Mr. Speaker, we are debating a bill that nobody would have expected a responsible democratic government to come up with.
I have tabled an amendment to delete from the bill a number of the whereas clauses at the bottom of the first page. I would like to say a few words about these clauses and explain why I believe they should not be included in the bill. In fact, I consider that the whole bill should have been withdrawn by the government.
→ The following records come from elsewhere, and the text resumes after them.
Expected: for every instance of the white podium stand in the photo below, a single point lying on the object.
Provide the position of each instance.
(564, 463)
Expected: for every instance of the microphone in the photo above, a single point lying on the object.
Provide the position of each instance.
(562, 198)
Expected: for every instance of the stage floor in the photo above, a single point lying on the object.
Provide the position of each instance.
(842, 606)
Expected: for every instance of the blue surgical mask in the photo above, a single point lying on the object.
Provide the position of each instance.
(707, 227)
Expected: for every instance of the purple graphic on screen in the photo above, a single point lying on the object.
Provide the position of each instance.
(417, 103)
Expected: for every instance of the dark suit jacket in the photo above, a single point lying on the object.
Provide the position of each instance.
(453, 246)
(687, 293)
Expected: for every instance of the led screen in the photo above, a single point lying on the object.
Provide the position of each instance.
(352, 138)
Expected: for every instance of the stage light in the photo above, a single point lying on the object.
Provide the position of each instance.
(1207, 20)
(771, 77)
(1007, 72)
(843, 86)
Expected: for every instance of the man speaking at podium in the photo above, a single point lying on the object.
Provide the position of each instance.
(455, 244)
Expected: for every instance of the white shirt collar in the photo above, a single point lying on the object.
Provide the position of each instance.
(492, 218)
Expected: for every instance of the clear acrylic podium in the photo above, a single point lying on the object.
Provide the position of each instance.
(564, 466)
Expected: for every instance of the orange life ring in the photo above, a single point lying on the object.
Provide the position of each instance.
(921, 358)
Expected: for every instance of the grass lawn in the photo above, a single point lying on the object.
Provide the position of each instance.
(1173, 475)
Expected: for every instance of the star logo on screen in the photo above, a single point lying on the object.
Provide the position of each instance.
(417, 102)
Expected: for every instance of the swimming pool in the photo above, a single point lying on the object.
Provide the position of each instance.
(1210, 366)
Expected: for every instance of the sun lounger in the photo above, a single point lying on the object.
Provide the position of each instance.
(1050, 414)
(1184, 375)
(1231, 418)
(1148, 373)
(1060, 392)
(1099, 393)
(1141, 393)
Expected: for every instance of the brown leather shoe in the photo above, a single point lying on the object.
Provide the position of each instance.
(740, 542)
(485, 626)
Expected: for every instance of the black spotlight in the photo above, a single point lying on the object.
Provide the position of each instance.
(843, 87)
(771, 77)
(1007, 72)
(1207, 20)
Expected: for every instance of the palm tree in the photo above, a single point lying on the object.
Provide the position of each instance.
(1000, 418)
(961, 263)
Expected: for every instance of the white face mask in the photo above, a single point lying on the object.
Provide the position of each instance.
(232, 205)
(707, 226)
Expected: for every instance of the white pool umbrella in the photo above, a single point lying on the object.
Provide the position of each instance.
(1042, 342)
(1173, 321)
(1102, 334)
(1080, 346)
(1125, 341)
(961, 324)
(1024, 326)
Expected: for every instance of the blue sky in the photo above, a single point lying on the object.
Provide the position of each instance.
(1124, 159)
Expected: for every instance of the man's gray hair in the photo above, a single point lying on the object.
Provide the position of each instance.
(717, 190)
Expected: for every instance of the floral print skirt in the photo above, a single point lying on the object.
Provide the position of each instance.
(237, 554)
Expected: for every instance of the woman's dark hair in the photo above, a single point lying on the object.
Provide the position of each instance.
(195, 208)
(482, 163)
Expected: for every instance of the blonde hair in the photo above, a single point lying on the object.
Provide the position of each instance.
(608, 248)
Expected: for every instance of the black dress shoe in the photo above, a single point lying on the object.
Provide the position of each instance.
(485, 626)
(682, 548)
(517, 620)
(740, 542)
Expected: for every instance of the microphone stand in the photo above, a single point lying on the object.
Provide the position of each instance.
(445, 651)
The first whereas that I would like to delete reads, and I quote:
Whereas the Supreme Court of Canada has determined that the result of a referendum on the secession of a province from Canada must be free of ambiguity both in terms of the question asked and in terms of the support it achieves if that result is to be taken as an expression of the democratic will that would give rise to an obligation to enter into negotiations that might lead to secession;
As you will note, the French version of this text is in the negative, as it reads “ne saurait être considéré”. This is not the way the supreme court worded its opinion. On the contrary, it said in the affirmative that the question had to be clear and that there had to be a majority in the qualitative sense of the term, equally clear.
The legislation before us is not a clarity bill but legislation on bad faith. I will explain why I believe this legislation reeks of bad faith.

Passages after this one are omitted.